There are days when I keep imagining what other people in my small tiny town are saying about me.
You’re not the good guy you pretend to be. I know who you really are. I know what you’re about. You’re not fooling anyone.
I get into a mental chokehold, a constant tortured paralysis, not allowing myself any joy for too long, because I feel that’s a righteous punishment.
Are we all doomed to our former selves, time-stamped to who we used to be? Will this loop of self-condemnation never end?
No one likes to flip a page because cynicism appeals to our laziness. It’s less work to bury someone under their baggage than to help them unpack.

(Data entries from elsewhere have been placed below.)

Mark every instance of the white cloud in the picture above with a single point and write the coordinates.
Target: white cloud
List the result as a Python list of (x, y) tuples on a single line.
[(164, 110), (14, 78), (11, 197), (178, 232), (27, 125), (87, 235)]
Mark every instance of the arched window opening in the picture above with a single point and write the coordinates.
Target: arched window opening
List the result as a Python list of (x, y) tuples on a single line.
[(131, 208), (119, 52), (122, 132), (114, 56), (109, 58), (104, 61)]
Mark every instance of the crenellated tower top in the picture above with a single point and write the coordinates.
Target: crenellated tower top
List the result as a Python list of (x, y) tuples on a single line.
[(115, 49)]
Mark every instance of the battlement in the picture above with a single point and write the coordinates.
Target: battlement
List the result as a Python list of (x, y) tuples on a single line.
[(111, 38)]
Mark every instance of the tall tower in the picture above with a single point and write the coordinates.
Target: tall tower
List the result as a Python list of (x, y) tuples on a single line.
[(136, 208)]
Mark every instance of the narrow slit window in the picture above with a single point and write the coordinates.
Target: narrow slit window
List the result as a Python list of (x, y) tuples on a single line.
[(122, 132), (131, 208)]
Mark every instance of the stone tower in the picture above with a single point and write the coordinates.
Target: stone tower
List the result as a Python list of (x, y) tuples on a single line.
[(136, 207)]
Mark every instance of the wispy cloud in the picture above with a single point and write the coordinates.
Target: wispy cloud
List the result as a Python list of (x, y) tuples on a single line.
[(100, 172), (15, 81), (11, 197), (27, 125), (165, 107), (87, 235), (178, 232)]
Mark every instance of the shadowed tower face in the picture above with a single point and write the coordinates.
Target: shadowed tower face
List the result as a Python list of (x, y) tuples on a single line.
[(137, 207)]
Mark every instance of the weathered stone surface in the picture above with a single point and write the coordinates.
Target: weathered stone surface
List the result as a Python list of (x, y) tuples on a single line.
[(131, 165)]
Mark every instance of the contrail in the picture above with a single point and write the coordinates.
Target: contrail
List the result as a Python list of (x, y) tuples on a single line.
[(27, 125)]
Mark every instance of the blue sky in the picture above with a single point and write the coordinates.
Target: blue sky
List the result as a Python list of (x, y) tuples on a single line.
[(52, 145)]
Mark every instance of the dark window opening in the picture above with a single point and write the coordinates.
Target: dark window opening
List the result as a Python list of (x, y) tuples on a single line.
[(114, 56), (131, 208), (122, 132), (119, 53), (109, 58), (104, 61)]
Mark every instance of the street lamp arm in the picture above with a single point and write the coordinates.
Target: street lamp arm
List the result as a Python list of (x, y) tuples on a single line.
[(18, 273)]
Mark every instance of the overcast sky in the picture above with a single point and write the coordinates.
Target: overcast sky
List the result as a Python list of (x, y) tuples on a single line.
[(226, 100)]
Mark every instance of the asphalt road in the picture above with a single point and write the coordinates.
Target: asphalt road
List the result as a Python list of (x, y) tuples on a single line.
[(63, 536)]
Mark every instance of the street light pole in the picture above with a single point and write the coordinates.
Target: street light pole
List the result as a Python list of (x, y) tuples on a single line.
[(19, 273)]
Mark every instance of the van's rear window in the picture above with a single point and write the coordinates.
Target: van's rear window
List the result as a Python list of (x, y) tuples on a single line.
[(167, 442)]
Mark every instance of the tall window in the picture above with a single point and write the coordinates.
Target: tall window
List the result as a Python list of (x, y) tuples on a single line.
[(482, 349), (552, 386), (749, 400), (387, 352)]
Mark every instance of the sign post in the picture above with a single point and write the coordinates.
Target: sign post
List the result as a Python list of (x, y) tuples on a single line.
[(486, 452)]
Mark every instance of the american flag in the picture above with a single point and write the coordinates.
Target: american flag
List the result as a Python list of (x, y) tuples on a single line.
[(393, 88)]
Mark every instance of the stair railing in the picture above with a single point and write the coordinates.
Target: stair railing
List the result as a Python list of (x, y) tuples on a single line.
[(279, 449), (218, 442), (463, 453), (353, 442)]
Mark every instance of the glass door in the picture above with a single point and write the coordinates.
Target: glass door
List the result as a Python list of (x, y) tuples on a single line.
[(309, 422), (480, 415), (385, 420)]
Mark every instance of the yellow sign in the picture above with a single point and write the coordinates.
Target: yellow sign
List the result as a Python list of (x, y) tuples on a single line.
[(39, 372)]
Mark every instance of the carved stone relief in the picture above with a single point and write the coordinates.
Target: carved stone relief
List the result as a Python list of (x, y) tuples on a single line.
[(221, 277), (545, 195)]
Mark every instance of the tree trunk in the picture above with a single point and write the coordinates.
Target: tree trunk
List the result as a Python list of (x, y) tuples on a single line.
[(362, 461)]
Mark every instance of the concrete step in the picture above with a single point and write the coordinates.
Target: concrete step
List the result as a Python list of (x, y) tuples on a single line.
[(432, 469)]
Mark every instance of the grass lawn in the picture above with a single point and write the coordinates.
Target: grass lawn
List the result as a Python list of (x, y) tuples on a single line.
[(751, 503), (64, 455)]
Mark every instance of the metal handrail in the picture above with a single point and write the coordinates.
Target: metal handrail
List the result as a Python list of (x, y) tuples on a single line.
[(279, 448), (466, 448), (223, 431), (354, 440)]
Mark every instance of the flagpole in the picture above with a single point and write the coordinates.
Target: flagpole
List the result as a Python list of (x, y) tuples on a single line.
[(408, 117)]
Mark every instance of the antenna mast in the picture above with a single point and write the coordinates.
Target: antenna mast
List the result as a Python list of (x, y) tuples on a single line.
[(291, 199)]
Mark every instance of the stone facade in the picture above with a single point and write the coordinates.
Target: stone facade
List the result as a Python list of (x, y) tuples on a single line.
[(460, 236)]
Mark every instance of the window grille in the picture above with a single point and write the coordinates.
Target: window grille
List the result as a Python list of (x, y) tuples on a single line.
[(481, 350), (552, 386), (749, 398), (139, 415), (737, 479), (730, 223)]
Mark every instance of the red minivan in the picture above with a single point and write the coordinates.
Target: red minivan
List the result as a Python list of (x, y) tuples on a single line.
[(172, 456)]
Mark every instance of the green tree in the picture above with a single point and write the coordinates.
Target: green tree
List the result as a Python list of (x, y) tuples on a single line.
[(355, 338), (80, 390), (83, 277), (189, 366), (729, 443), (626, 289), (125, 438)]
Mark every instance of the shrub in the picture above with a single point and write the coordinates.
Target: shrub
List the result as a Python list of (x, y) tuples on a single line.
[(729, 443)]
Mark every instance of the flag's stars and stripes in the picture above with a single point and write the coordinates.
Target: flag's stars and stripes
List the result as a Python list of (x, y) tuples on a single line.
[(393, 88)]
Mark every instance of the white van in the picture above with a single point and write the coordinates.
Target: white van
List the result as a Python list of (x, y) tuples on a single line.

But if you were to sit down with me for an hour over coffee, maybe you’d understand a bit more. That we have the same hopes, dreams, passions, and ambitions. That we are not so different. That we’ve both failed. We both have a past. That we love children, love dogs, love good movies, enjoy coffee, laugh at viral videos, and weep at tragic headlines. That we share fears, addictions, complexes, and worries. You’d certainly see horrible things in me, but perhaps you’d feel love instead of judgment, unless you’ve forgotten what love really is.
And you’d see we are both multi-dimensional people who fight the same battles with our multiple split selves, and that you and I are not stock archetypes from a backyard Disney vault. We are real, gritty, imperfect: just people.
Maybe you’d hear the honest struggle, and recognize that we are both breathing human beings who don’t always get it right: and that my failures should not give you a weaponized filter to suffocate everything else I do.